In August the giant dinner plate blooms of herbaceous Hibiscus moscheutos or “Mallow” hibiscus are stunning and a real showstopper. The plants grow to 4 to 5 feet tall and the blooms can be 6 inches to a foot across. They die back to the ground in winter and start slow in spring. But once warm summer temperatures arrive they are off to the races to wow admirers to their impressive blooms.

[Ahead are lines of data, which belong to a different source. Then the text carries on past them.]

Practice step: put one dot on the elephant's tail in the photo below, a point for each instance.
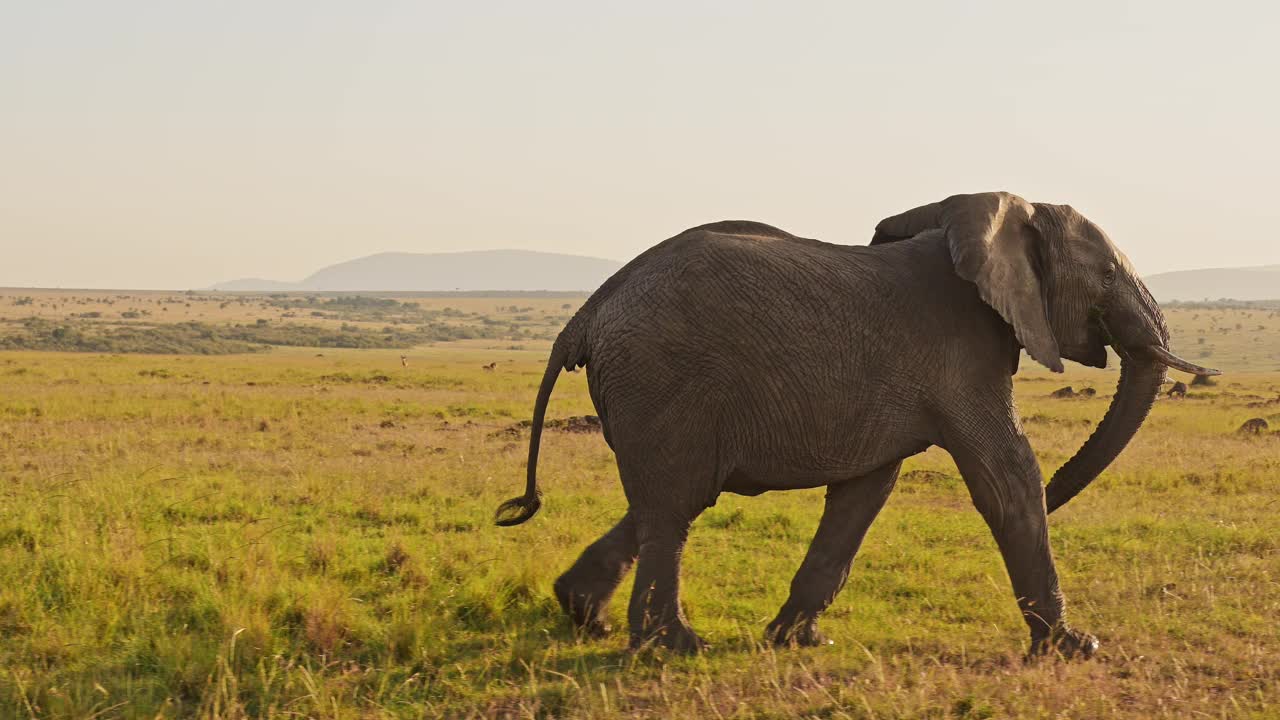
(568, 352)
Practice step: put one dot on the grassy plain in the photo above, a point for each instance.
(307, 533)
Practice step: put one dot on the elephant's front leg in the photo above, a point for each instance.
(849, 511)
(1006, 486)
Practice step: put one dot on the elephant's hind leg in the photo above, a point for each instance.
(848, 514)
(584, 589)
(656, 614)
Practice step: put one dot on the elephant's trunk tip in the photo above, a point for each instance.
(517, 510)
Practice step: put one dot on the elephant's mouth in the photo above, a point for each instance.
(1148, 352)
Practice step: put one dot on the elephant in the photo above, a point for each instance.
(739, 358)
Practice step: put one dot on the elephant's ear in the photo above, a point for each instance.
(993, 246)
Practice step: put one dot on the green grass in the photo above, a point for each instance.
(289, 534)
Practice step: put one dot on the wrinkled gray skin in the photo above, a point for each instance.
(739, 358)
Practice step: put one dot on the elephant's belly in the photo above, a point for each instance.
(799, 468)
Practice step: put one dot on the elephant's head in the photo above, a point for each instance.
(1066, 291)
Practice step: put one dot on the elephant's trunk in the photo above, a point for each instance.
(1142, 372)
(1139, 383)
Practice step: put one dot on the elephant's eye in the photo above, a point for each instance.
(1110, 276)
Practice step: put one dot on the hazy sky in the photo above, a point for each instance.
(177, 144)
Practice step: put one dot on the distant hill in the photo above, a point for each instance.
(1216, 283)
(529, 270)
(474, 270)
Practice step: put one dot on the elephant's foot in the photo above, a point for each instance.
(676, 636)
(795, 632)
(1064, 642)
(584, 611)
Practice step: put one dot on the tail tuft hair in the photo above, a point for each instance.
(517, 510)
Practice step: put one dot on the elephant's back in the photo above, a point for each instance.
(734, 327)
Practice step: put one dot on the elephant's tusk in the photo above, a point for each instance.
(1178, 363)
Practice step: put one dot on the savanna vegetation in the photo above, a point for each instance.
(306, 532)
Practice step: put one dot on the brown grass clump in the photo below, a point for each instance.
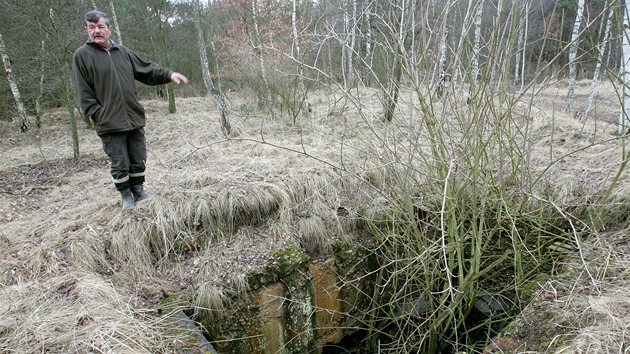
(78, 274)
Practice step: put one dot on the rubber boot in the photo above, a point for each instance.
(127, 199)
(138, 192)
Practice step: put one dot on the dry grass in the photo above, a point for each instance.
(78, 274)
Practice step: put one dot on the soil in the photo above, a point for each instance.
(47, 198)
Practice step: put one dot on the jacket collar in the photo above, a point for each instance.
(91, 43)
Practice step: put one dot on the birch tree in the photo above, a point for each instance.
(476, 44)
(207, 80)
(600, 58)
(259, 51)
(624, 120)
(573, 46)
(22, 117)
(115, 21)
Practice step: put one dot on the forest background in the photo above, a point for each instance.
(470, 137)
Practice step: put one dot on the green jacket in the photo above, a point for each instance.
(104, 84)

In July and August the “woody” type of Hibiscus blooms in abundance on trees and shrubs and is known as Hibiscus syriacus. It was given the epithet “syriacus” because it had been collected from gardens in Syria but is native to Asia. People commonly refer to them as “Rose of Sharon” or Althea. Good for late season flowering (July to September) it can get “leggy” as a woody landscape plant so it responds well to pruning.
And last but not least is the “tropical” Hibiscus we put out on our decks and patios or around the poolside in summer. Hibiscus rosa-sinensis. The word “tropical” should clue you that we enjoy it outside in summer and have to bring it indoors as a “houseplant” in winter or grow as an annual and replace next year.